The curve fitting technique is based on the assumption that the scatter spatial distribution can be described by a Gaussian function or second-order polynomials. The scatter at the center is interpolated from the region outside the source object. The assumption could be problematic for scans of large, inhomogeneous regions of the body. Based on similar scheme, this technique compares further the difference between a 3D (high scatter) and 2D (low scatter) scan to estimate the scatter contamination. This method requires an additional 2D scan.
The convolution approaches estimate the distribution of scatter from the standard photopeak data. It uses constant scatter kernels which are parametrized by mono-exponential or Gaussian functions. The scatter distribution is estimated by iteratively convolving the photopeak projections with the kernel. The disadvantages are that it does not consider scatter originating from outside the field of view (FOV) and that the kernels are measured with phantoms that may not adequately represent human anatomy.
The reconstruction based approaches, estimate the scatter component using a rigorous Monte Carlo simulation. The scatter component can be estimated directly from emission and transmission data using Monte Carlo simulation. Ollinger calculates the single-scatter distribution directly using the Klien-Nishina formula and convolutes this scatter distribution to estimate the multiple-scatter. These approaches require large amounts of computational power and processing time due to the repetitive looping over many parameters.
In the disclosure of U.S. Pat. No. 6,590,213, Scott D. Wollenweber improved the speed of execution of model-based scatter algorithms by combining axial data within certain ranges into composite transaxial planes or “super-slices” and thus effectively collapsing data along the axial direction. By so combining the axial data, one can perform the model-based scatter algorithms by looping over the in-plane parameters x and y within each super-slice, instead of looping over both the in-plane parameters and the azimuthal angle dimension. By eliminating the calculations associated with looping over the azimuthal angle dimension, the computation time required for performing the method-based scatter algorithms is reduced.
In the disclosure of U.S. Pat.
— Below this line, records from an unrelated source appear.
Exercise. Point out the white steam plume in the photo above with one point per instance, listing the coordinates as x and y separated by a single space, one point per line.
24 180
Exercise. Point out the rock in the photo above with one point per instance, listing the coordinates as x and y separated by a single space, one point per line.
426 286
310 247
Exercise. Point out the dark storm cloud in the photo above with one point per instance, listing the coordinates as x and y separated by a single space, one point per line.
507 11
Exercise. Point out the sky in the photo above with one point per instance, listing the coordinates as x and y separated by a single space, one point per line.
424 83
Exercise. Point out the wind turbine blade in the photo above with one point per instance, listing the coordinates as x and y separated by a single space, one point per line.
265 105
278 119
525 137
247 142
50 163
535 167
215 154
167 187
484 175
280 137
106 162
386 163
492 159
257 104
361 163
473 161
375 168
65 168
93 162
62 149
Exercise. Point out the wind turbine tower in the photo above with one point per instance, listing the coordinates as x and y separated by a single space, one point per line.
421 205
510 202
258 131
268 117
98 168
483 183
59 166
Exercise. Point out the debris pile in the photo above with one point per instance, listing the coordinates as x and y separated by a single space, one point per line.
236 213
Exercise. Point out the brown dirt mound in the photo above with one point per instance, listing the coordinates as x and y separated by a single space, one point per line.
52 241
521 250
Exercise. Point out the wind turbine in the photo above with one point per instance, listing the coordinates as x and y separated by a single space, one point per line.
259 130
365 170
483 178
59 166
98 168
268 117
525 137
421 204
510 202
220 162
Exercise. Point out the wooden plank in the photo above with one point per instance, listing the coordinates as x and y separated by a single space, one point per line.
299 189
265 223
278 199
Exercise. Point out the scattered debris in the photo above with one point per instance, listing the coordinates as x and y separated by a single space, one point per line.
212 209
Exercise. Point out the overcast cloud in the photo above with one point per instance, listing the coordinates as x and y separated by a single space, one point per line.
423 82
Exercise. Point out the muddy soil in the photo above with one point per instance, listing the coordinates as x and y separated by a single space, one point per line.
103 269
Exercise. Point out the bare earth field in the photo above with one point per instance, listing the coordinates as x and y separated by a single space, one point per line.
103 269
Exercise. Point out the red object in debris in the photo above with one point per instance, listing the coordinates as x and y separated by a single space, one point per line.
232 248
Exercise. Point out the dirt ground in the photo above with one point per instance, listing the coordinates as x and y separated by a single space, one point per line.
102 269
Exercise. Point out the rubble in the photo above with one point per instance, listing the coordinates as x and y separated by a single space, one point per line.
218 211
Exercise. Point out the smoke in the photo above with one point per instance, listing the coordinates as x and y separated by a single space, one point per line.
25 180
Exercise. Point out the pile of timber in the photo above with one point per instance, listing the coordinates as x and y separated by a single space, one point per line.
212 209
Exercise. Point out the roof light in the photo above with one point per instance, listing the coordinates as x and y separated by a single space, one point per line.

No. 5,903,008, Jianying Li invented an emission tomographic system for imaging an object of interest. The system, in one form, includes a gantry and a patient table. A detector including a collimator is secured to the gantry, and a computer is coupled to the gantry and to the detector to detect and control the position of the detector relative to the table. The system is configured to determine a transmission measurement and generate a scatter fraction utilizing the transmission measurement. A dual energy window data acquisition algorithm then determines non-scatter photons in a primary energy window utilizing the scatter fraction.
Most scatter correction methods above perform Monte Carlo simulations to calculate the transmission of scattered radiation indirectly. And there are some information, such as body structures and distribution of source activity, that should be known. However, it's impossible to obtain the precise information that the results are not really exactly.